O governo Trump classifica grupos antifascistas europeus como “terroristas globais”.
Fonte: Aljazeera
O Departamento de Estado dos EUA classificou quatro grupos, da Alemanha, Grécia e Itália, como “terroristas globais especialmente designados”.
O governo do presidente dos Estados Unidos, Donald Trump, designou quatro grupos europeus como “terroristas globais especialmente designados” por suas ligações com o movimento de esquerda pouco organizado conhecido como “antifa”.
Os quatro grupos sancionados incluem o Antifa Ost na Alemanha; a Federação Anarquista Informal/Frente Revolucionária Internacional (FAI/FRI) na Itália; a Justiça Armada Proletária na Grécia; e a Autodefesa Revolucionária de Classe, também na Grécia.
Como parte da declaração de quinta-feira, o Departamento de Estado dos EUA anunciou planos adicionais para incluir os quatro grupos na lista de “organizações terroristas estrangeiras”, com efeito a partir de 20 de novembro.
O Departamento de Estado dos EUA alertou que as designações acarretam consequências para qualquer pessoa ou entidade sediada nos EUA que faça negócios com os quatro grupos.
“Pessoas que realizarem certas transações ou atividades com os grupos designados hoje podem se expor ao risco de sanções”, afirmou o Departamento de Estado em comunicado. “Notavelmente, realizar certas transações com eles implica o risco de sanções secundárias de acordo com as leis antiterroristas.”
Críticos acusaram o governo Trump de expandir a definição de “terrorismo” muito além de seu significado tradicional.

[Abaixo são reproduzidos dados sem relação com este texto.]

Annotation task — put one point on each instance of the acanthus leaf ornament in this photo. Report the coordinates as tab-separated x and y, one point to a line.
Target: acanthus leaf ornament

Embora “terrorismo” seja frequentemente usado para descrever ameaças internas e internacionais que utilizam a violência para atingir objetivos políticos, Trump aplicou o rótulo a cartéis de drogas, gangues latino-americanas e ao movimento antifascista.
Especialistas, no entanto, apontam que o movimento antifascista é um amplo movimento político e de protesto sem uma liderança unificada. Geralmente é visto como um conjunto de princípios, e não como um movimento organizado, e muitos protestos antifascistas são pacíficos.
Ainda assim, em 22 de setembro, Trump emitiu uma ordem executiva declarando que designaria o grupo de esquerda como uma “organização terrorista doméstica”.
“A Antifa é uma organização militarista e anarquista que defende explicitamente a derrubada do governo dos Estados Unidos, das autoridades policiais e do nosso sistema jurídico”, afirmou Trump na ordem.
“Ela utiliza meios ilegais para organizar e executar uma campanha de violência e terrorismo em todo o país para alcançar esses objetivos.”
Essa designação poderia potencialmente tornar ilegal qualquer atividade relacionada à Antifa. Fornecer “apoio material” a grupos designados como “terroristas” é crime segundo a lei federal.
No entanto, como a Antifa não é um grupo coeso, não há como identificar os financiadores do movimento, já que ele é composto por diversos grupos autônomos com fontes de financiamento variadas, que muitas vezes não são divulgadas.
Especialistas também expressaram preocupação com o direito à liberdade de expressão e associação garantido pela Primeira Emenda da Constituição dos EUA, argumentando que as designações de Trump poderiam enfraquecer o ativismo de esquerda.
“Falar de ‘antifa’ no singular é enganoso e favorece os esforços de Trump para reprimir a esquerda”, disse o historiador Mark Bray, autor de Antifa: O Manual Antifascista, à Al Jazeera em setembro.
Bray questionou as afirmações de Trump de que a antifa é uma organização “coordenada” que “oculta suas fontes de financiamento e operações em um esforço para frustrar a aplicação da lei”.
“Ele está tentando promover a teoria da conspiração comum da direita de que existem financiadores obscuros como George Soros manipulando tudo o que a esquerda faz”, explicou Bray.
“A realidade é que os grupos antifascistas não têm orçamentos grandes, e o que eles têm é basicamente financiado coletivamente ou gerado pelos próprios membros. É principalmente para pagar fiança, na verdade.”
Especialistas como Bray concordam que a Antifa é uma ideologia, e não um grupo organizado.
“A Antifa é um tipo de política, não um grupo específico”, disse Bray à Al Jazeera, “da mesma forma que existem grupos feministas, mas o feminismo em si não é um grupo”.
O historiador alertou que os esforços de Trump para rotular a Antifa como uma “organização terrorista” poderiam ser usados “como uma desculpa genérica para o regime reprimir qualquer pessoa à sua esquerda”, expressando temores de repressão política sob o presidente de direita.